In accordance with the regulatory requirements provided at 45 CFR 75.113 and Appendix XII to 45 CFR Part 75, recipients that have currently active Federal grants, cooperative agreements, and procurement contracts from all Federal awarding agencies with a cumulative total value greater than $10,000,000 for any period of time during the period of performance of a Federal award, must report and maintain the currency of information reported in the System for Award Management (SAM) about civil, criminal, and administrative proceedings in connection with the award or performance of a Federal award that reached final disposition within the most recent five-year period. The recipient must also make semiannual disclosures regarding such proceedings. Proceedings information will be made publicly available in the designated integrity and performance system (currently FAPIIS). This is a statutory requirement under section 872 of Public Law 110-417, as amended (41 U.S.C. 2313). As required by section 3010 of Public Law 111-212, all information posted in the designated integrity and performance system on or after April 15, 2011, except past performance reviews required for Federal procurement contracts, will be publicly available. Full reporting requirements and procedures are found in Appendix XII to 45 CFR Part 75 Award Term and Conditions for Recipient Integrity and Performance Matters.

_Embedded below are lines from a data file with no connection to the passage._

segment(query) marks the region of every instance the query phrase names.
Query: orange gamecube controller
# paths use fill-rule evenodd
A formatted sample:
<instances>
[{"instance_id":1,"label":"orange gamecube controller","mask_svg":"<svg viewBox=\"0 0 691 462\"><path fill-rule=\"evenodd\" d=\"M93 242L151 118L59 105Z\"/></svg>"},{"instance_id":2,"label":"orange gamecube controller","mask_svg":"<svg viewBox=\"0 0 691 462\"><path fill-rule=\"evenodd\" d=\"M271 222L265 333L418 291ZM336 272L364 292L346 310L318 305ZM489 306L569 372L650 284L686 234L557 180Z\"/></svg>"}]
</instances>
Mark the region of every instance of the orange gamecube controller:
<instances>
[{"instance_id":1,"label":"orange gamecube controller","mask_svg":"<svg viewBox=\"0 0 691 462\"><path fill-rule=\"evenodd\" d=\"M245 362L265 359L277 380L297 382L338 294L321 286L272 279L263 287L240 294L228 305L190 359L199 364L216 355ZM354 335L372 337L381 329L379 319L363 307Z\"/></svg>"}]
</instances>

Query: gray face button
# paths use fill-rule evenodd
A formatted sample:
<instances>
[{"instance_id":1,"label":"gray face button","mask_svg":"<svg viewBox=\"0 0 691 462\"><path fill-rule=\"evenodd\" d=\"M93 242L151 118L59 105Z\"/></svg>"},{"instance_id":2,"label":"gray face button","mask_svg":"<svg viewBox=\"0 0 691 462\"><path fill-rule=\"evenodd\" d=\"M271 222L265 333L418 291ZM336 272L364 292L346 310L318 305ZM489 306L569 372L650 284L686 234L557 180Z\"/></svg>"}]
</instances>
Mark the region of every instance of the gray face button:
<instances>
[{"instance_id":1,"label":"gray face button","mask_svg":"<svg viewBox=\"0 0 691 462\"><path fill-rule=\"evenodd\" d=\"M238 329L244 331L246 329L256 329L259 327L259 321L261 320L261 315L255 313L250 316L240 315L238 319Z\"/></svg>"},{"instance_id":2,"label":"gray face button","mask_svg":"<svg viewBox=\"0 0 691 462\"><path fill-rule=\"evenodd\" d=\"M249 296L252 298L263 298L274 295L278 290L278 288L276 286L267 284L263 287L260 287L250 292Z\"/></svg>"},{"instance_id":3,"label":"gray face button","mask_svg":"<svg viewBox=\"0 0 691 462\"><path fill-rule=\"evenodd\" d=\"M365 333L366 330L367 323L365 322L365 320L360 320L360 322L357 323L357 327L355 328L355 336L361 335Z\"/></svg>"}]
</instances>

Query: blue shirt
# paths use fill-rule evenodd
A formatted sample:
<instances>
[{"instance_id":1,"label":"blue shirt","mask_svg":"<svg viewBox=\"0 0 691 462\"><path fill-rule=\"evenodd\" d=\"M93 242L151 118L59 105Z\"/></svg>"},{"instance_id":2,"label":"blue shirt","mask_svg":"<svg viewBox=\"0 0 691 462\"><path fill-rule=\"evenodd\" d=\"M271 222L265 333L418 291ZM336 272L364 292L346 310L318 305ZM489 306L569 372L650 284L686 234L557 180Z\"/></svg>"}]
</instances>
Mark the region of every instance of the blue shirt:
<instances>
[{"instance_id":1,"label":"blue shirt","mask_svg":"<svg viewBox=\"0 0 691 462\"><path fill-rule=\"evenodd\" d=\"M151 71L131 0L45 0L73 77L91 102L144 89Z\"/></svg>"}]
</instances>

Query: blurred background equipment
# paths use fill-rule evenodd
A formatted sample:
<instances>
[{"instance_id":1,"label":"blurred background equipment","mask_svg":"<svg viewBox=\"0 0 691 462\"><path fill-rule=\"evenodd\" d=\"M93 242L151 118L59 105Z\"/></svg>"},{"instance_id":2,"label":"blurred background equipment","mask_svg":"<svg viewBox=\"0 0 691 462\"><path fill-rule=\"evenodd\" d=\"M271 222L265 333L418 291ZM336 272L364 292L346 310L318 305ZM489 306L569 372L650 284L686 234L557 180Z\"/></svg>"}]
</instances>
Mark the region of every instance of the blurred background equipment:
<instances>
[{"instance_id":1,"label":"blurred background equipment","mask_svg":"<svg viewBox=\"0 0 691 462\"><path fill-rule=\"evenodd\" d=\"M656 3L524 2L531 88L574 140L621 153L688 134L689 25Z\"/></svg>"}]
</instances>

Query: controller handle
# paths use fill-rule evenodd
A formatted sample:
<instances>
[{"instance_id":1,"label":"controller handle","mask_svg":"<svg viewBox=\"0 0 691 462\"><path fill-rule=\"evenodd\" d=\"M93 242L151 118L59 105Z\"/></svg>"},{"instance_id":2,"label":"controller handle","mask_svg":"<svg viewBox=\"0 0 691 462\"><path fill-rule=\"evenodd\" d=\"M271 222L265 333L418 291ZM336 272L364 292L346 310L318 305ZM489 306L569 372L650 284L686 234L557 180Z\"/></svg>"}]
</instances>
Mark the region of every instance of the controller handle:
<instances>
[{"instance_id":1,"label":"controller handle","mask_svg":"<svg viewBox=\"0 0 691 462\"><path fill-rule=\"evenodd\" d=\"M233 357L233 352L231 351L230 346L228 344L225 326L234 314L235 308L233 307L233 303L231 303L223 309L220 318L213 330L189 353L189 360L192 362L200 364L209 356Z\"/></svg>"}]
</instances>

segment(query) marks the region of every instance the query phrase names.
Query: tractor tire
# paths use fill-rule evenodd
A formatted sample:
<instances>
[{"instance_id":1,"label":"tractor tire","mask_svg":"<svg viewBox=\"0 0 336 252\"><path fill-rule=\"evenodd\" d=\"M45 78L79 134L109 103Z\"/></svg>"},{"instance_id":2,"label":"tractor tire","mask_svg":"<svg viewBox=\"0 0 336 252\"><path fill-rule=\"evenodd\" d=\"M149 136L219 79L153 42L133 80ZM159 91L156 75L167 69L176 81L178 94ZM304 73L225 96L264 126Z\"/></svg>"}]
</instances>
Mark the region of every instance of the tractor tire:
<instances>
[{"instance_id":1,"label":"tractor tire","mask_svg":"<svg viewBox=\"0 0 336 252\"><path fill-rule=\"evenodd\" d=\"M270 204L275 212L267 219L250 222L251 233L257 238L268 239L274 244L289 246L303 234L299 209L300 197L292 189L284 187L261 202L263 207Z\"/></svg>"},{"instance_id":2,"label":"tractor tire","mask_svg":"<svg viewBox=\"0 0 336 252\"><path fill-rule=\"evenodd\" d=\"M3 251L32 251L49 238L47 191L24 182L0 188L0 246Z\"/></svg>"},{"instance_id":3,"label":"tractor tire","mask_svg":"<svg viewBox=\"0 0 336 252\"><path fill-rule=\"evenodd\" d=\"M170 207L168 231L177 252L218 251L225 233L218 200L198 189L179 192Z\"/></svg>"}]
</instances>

We encourage inquiries concerning this funding opportunity and welcome the opportunity to answer questions from potential applicants.

eRA Service Desk (Questions regarding ASSIST, eRA Commons registration, submitting and tracking an application, documenting system problems that threaten submission by the due date, post submission issues)
Finding Help Online: http://grants.nih.gov/support/ (preferred method of contact)
Telephone: 301-402-7469 or 866-504-9552 (Toll Free)

Grants.gov Customer Support (Questions regarding Grants.gov registration and submission, downloading forms and application packages)
Contact Center Telephone: 800-518-4726
Email: [email protected]

GrantsInfo (Questions regarding application instructions and process, finding NIH grant resources)
Email: [email protected] (preferred method of contact)
Telephone: 301-945-7573

J Dena Fischer, DDS, MSD, MS
National Institute of Dental and Craniofacial Research (NIDCR)
Telephone: 301-594-4876
Email: [email protected]

Yasaman Shirazi, PhD
National Institute of Dental and Craniofacial Research (NIDCR)
Telephone: 301-594-5593
Email: [email protected]

Diana Rutberg, MBA
National Institute or Dental and Craniofacial Research (NIDCR)
Telephone: 301-594-4798
Email: [email protected]

Recently issued trans-NIH policy notices may affect your application submission. A full list of policy notices published by NIH is provided in the NIH Guide for Grants and Contracts. All awards are subject to the terms and conditions, cost principles, and other considerations described in the NIH Grants Policy Statement.

Awards are made under the authorization of Sections 301 and 405 of the Public Health Service Act as amended (42 USC 241 and 284) and under Federal Regulations 42 CFR Part 52 and 45 CFR Part 75.